Je vous ai dit que je m’étais logé dans une maison assez misérable. Mon Dieu, je ne prétendais à rien d’autre. Mais ce qui rend la pauvreté si dure, ce ne sont pas les privations, c’est la promiscuité. Notre situation, à Presbourg, m’avait évité les contacts sordides que l’on subit dans les villes. Malgré les recommandations dont m’avait muni ma famille, il me fut longtemps difficile, à mon âge, de trouver à donner des leçons. Je n’aimais pas à me mettre en avant ; je ne savais donc pas m’y prendre. Il me sembla pénible de servir d’accompagnateur dans un théâtre, où ceux qui m’entouraient crurent me mettre à l’aise, à force de familiarité. Ce ne fut pas là que je pris meilleure opinion des femmes qu’on est censé pouvoir aimer. J’étais malheureusement très sensible aux aspects extérieurs des choses ; je souffrais de la maison où j’habitais ; je souffrais des gens que j’y devais parfois rencontrer. Vous pensez bien qu’ils étaient vulgaires. Mais j’ai toujours été aidé, dans mes rapports avec les gens, par l’idée qu’ils ne sont pas très heureux. Les choses non plus ne sont pas très heureuses ; c’est ce qui fait que nous nous prenons d’amitié pour elles. Ma chambre m’avait d’abord répugné ; elle était triste, avec une sorte de fausse élégance qui serrait le cœur, parce qu’on sentait qu’on n’avait pu faire mieux. Elle n’était pas non plus très propre : on voyait que d’autres personnes y avaient passé avant moi, et cela me dégoûtait un peu. Puis je finis par m’intéresser à ce qu’avaient pu être ceux-là, et à m’imaginer leur vie. C’étaient comme des amis, avec lesquels je ne pouvais me brouiller, parce que je ne les connaissais pas. Je me disais qu’ils s’étaient assis à cette table pour faire péniblement leurs comptes de la journée, qu’ils avaient allongé dans ce lit leur sommeil ou leur insomnie. Je pensais qu’ils avaient eu leurs aspirations, leurs vertus, leurs vices, et leurs misères, comme j’avais les miennes. Je ne sais pas, mon amie, à quoi nous serviraient nos tares, si elles ne nous enseignaient la pitié.
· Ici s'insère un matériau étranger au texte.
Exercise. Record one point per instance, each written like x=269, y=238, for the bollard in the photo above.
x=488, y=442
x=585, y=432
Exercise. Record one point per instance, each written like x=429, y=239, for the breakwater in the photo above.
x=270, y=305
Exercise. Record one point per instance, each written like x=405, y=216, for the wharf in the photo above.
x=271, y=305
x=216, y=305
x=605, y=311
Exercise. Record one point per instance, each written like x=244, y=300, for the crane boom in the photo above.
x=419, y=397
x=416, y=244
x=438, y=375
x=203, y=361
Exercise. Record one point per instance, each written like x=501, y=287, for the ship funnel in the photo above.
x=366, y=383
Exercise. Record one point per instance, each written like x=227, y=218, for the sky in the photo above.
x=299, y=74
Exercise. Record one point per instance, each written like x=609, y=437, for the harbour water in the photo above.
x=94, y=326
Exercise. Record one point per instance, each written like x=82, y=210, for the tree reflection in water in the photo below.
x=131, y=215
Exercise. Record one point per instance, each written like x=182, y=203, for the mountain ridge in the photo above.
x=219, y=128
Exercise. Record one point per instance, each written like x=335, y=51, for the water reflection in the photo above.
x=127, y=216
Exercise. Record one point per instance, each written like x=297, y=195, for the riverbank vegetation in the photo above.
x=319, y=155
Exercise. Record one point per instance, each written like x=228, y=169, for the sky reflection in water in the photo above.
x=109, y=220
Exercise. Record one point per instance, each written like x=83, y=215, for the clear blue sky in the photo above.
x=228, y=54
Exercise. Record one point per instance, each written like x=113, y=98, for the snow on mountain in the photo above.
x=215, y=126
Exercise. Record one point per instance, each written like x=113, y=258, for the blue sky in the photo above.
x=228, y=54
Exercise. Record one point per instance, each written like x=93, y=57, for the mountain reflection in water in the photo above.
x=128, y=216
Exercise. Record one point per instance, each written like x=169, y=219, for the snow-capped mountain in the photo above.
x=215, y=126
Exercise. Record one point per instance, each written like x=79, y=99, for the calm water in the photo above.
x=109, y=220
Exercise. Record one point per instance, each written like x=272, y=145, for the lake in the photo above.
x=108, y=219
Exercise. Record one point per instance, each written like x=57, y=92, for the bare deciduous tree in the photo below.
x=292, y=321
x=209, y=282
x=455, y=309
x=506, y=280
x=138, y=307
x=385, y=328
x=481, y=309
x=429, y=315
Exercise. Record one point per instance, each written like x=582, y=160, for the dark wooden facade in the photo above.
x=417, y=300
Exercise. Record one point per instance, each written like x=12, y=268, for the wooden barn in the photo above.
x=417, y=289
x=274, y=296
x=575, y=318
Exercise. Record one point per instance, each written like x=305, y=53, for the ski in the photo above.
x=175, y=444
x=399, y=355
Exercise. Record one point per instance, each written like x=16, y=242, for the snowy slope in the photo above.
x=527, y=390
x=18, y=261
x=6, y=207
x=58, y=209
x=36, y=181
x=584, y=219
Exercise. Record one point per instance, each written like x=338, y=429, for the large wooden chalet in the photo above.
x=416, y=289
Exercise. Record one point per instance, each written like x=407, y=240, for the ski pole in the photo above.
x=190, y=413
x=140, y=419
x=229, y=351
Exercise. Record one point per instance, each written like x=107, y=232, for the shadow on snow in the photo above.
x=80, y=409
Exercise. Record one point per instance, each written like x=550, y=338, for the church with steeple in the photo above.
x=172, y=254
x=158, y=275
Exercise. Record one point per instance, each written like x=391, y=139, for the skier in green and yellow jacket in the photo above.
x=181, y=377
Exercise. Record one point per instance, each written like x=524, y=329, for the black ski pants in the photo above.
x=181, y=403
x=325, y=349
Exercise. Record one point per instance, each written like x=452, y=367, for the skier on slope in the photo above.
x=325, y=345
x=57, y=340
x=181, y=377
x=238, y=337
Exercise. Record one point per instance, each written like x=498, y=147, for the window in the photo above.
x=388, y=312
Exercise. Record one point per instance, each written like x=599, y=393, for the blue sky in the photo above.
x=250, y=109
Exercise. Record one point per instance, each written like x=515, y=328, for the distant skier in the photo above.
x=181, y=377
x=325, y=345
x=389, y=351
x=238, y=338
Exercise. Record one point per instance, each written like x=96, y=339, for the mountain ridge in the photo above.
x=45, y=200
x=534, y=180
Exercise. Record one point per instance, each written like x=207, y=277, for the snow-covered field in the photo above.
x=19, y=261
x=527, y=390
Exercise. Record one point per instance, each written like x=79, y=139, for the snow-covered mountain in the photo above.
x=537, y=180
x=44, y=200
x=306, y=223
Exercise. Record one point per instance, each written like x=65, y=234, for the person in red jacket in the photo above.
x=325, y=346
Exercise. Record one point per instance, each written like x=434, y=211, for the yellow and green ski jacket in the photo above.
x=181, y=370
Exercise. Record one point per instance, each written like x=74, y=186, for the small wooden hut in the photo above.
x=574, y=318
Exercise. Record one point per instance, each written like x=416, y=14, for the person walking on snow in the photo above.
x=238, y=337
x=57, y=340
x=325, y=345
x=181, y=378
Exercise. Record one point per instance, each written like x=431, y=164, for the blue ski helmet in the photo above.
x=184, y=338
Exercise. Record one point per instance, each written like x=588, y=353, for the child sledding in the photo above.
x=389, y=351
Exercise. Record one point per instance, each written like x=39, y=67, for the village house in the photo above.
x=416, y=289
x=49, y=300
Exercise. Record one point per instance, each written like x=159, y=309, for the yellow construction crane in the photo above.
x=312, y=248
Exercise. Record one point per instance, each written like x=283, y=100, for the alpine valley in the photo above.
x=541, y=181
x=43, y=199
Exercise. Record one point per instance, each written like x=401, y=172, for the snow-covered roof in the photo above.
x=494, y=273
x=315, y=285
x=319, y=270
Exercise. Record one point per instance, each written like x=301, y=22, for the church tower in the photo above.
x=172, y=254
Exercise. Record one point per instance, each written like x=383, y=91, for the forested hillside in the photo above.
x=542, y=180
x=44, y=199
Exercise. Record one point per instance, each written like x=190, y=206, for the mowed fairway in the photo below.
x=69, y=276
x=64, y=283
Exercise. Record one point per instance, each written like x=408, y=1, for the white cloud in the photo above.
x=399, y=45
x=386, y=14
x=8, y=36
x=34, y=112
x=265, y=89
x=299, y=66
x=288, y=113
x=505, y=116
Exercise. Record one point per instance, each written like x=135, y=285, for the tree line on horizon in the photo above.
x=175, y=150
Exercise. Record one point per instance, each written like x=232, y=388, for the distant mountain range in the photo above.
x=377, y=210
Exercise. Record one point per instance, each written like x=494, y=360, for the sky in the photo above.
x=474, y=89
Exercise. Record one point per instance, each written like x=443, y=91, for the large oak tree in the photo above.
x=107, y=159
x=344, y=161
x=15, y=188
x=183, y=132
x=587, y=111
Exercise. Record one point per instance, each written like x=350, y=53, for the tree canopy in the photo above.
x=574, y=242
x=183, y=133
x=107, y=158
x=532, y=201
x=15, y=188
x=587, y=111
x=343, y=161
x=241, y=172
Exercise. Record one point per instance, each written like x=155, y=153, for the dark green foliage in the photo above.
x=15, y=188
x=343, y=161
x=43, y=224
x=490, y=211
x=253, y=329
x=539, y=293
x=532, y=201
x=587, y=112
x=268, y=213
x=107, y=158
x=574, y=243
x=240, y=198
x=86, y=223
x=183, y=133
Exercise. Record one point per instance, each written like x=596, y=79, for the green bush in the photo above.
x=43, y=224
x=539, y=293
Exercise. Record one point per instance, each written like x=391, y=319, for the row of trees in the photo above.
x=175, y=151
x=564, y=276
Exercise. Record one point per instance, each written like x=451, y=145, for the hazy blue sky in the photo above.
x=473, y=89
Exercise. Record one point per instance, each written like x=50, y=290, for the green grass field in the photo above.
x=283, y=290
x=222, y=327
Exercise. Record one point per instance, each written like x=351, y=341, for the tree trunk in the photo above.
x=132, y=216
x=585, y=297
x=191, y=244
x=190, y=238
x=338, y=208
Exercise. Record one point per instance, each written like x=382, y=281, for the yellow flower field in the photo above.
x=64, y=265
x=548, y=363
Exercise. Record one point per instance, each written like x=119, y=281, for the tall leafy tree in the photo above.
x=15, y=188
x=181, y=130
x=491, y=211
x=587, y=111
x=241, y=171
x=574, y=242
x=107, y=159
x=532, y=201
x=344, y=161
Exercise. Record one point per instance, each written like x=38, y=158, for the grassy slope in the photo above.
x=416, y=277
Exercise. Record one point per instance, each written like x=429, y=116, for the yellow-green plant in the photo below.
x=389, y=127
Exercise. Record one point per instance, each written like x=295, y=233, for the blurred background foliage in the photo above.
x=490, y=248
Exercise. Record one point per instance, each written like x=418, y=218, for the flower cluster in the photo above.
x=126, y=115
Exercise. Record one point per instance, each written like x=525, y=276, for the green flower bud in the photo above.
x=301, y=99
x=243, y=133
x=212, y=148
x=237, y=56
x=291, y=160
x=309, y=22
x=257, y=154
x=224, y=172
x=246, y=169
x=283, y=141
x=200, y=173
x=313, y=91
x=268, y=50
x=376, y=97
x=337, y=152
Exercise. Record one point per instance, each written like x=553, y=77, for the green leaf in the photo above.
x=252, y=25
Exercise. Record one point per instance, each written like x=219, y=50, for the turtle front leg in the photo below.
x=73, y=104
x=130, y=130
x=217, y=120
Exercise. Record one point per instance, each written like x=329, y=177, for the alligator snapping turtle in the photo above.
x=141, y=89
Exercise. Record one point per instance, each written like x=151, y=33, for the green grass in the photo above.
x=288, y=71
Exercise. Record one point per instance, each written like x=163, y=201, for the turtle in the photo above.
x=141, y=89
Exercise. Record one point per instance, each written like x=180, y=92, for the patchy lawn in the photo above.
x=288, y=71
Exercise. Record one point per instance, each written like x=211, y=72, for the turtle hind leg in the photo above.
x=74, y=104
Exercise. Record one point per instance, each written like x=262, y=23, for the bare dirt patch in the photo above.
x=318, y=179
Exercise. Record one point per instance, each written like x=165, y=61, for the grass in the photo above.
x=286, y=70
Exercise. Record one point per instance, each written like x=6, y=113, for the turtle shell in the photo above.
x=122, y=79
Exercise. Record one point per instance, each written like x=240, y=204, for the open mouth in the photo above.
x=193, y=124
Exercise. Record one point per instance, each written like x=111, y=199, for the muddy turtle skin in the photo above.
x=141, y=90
Je m’habituai. On s’habitue facilement. Il y a une jouissance à savoir qu’on est pauvre, qu’on est seul et que personne ne songe à nous. Cela simplifie la vie. Mais c’est aussi une grande tentation. Je revenais tard, chaque nuit, par les faubourgs presque déserts à cette heure, si fatigué que je ne sentais plus la fatigue. Les gens que l’on rencontre dans les rues, pendant le jour, donnent l’impression d’aller vers un but précis, que l’on suppose raisonnable, mais, la nuit, ils paraissent marcher dans leurs rêves. Les passants me semblaient, comme moi, avoir l’aspect vague des figures qu’on voit dans les songes, et je n’étais pas sûr que toute la vie ne fût pas un cauchemar inepte, épuisant, interminable. Je n’ai pas à vous dire la fadeur de ces nuits viennoises. J’apercevais quelquefois des couples d’amants étalés sur le seuil des portes, prolongeant tout à l’aise leurs entretiens, ou leurs baisers peut-être ; l’obscurité, autour d’eux, rendait plus excusable l’illusion réciproque de l’amour ; et j’enviais ce contentement placide, que je ne désirais pas. Mon amie, nous sommes bien étranges. J’éprouvais pour la première fois un plaisir de perversité à différer des autres ; il est difficile de ne pas se croire supérieur, lorsqu’on souffre davantage, et la vue des gens heureux donne la nausée du bonheur.